Le PND, dernière ténébreuse cerise
Cerise sur le gâteau, le Plan national de développement, Pnd. Trouvaille récente des derniers charognards qui, autour du chef, orchestrent l’ultime bal poussière de la corruption XXL. Sinon, comment comprendre que la première visite, autour d’un tel plan soit le camouflet de Dubaï ? Une délégation pléthorique d’une demi-douzaine de ministres, une trentaine de collaborateurs et conseillers pour un séjour à Abu Dhabi au lendemain du lancement début mars du PND. Résultats, 15 millions d’euros de promesses pour un voyage dont le coût en aurait absorbé 10%. Le Forum de Hanghzou en Chine en septembre 2018 reste à l’étape des promesses dont aucune n’est encore honorée.
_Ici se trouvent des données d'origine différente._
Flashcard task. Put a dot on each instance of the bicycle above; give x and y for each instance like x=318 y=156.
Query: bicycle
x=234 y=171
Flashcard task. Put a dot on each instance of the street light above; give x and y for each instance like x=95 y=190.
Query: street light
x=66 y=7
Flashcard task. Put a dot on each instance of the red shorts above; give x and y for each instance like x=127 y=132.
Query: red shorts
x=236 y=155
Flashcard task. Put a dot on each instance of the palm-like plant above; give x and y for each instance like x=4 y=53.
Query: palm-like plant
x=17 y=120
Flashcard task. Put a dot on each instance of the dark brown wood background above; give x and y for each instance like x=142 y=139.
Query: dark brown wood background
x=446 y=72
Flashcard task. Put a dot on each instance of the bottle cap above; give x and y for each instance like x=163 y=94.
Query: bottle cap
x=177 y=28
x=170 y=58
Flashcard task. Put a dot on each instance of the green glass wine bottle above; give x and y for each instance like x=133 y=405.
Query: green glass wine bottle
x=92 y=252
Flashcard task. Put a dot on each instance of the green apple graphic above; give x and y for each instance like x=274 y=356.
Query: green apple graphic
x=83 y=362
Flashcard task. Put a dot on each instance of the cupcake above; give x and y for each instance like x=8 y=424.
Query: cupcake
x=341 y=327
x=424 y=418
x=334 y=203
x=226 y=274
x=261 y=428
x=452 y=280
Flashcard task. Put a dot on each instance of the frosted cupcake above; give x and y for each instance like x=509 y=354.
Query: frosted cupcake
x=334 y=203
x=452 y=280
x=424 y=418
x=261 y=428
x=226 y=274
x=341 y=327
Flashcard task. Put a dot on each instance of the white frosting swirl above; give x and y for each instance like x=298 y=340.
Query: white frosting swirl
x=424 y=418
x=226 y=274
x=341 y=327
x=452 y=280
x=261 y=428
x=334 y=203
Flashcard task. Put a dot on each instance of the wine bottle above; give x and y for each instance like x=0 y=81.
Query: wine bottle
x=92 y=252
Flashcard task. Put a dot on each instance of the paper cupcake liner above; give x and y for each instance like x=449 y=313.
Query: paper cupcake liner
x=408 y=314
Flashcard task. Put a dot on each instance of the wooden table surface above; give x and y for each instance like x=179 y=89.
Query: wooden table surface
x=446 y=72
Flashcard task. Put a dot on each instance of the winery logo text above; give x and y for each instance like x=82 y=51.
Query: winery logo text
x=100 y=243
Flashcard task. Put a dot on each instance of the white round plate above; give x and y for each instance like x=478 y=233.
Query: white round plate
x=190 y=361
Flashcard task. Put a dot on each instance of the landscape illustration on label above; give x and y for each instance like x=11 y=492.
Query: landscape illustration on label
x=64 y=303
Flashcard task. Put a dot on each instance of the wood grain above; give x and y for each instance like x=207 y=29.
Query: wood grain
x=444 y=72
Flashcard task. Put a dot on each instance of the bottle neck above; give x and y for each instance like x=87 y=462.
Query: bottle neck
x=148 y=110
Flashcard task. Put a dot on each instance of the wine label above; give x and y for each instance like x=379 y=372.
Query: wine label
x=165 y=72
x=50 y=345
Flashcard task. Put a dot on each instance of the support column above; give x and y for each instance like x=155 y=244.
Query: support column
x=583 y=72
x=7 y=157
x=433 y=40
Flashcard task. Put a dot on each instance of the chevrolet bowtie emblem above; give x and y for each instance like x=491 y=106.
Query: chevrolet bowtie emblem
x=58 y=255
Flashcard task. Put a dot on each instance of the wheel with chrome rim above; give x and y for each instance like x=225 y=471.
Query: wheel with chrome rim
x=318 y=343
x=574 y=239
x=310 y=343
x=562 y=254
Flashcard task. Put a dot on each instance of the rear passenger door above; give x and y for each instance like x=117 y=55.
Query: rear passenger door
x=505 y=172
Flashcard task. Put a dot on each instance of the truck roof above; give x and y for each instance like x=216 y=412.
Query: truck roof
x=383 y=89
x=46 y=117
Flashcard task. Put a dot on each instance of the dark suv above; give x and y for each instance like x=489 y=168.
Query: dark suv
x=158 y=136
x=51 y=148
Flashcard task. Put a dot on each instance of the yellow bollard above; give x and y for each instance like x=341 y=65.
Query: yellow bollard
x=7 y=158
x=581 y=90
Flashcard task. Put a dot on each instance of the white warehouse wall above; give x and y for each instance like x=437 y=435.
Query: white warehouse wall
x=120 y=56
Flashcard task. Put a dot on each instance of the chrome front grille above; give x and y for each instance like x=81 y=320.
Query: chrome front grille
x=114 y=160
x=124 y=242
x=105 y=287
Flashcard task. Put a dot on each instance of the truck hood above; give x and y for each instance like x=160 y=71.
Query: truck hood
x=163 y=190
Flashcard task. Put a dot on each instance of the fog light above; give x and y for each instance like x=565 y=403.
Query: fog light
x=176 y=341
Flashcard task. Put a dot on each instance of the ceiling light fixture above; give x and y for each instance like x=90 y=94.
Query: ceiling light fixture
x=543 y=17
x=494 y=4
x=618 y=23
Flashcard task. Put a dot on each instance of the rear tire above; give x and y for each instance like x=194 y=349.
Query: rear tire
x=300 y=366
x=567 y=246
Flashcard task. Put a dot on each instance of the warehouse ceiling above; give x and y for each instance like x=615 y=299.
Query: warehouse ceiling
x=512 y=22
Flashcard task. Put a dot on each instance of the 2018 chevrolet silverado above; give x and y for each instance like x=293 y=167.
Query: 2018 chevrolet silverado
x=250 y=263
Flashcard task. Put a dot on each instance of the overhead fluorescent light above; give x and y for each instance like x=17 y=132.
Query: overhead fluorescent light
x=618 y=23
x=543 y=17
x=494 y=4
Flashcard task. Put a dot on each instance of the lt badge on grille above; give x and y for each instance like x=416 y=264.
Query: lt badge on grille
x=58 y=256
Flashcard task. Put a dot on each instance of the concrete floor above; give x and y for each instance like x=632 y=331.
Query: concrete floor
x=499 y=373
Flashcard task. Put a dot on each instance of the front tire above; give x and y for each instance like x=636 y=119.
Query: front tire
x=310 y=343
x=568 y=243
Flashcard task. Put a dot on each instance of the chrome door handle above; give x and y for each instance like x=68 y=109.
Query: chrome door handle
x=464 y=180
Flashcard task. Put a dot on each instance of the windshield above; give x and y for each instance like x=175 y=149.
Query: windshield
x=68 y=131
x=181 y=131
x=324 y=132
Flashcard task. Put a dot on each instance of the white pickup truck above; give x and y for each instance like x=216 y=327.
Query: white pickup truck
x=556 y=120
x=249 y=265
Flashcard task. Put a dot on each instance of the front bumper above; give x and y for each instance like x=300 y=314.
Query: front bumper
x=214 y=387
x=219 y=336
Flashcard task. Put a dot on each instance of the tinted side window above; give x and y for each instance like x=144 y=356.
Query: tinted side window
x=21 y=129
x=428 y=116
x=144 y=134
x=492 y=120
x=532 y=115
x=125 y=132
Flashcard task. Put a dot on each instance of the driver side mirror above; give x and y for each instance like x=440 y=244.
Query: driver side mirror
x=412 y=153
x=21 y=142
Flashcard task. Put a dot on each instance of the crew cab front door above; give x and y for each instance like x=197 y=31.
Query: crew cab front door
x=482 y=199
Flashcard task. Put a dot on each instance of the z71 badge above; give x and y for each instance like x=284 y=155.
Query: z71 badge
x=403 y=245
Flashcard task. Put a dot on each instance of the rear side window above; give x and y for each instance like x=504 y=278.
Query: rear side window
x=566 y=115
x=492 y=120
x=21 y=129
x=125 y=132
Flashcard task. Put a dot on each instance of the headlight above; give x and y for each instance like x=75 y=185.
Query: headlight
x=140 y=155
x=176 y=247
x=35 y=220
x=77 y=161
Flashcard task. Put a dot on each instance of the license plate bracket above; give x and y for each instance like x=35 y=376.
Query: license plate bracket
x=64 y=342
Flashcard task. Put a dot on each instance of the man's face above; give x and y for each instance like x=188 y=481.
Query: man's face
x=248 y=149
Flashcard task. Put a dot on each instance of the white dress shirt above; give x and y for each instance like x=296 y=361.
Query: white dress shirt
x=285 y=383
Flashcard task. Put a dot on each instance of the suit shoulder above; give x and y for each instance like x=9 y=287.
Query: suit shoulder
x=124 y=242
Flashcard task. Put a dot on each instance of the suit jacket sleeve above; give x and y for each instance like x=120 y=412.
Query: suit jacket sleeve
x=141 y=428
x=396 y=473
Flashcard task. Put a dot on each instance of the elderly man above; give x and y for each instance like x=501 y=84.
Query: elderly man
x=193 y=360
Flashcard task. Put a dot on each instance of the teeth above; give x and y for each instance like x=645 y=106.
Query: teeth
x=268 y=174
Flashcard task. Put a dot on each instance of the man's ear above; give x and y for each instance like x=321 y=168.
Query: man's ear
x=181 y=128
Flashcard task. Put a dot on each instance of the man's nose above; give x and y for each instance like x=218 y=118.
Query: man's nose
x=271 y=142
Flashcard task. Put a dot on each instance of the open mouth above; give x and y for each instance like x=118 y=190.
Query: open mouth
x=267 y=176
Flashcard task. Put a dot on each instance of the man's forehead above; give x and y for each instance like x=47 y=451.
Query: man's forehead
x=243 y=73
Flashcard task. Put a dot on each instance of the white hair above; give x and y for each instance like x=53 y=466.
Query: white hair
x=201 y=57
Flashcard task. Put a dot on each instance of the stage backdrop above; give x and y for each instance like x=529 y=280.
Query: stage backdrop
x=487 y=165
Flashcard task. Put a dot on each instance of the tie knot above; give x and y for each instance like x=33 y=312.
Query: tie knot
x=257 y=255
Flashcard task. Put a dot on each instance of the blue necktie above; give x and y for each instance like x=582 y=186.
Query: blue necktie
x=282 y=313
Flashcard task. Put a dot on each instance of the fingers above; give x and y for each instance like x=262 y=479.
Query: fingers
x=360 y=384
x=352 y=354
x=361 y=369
En attendant, les investisseurs occidentaux privés qui se sont mobilisés autour de plans analogues au Burkina Faso, au Bénin et en Côte d’Ivoire hésitent.
Et alors qu’économiquement secoué, le pays doit contribuer à hauteur de 35%, le PND aura du mal à aboutir d’autant que, finançant sur fonds propres ses élections, le Togo doit faire face à des locales et à une présidentielle d’ici 2020. La situation économique du pays est alarmante. Une source d’inquiétude, le taux d’endettement. Le Togo a explosé, dans ce domaine, le plafond de 70% autorisé dans l’espace de l’Union économique et monétaire ouest africaine (Uemoa), dépassant les 83% contre une moyenne de 60% dans l’espace économique. Pour comparaison, avec 43% de taux d’endettement, la Côte d’Ivoire a pu boucler les 30.000 milliards de son Pnd (2016-2020) contre 83% pour le Togo dont le plan ne vaut que 4622 milliards.
Il ne s’agit là, au final, que d’une simple campagne déguisée avec la distribution annoncée, comble du ridicule, de 5000 CFA mensuels à 61.000 foyers. Insensible aux cris de son peuple, incapable de sortir le pays de la misère, obstiné par les méandres jouissifs du pouvoir, Faure Gnassingbé devrait continuer, entre mises en scène et égarements, à perdre du temps. Comme si les 59 ans de perdus ne suffisent pas.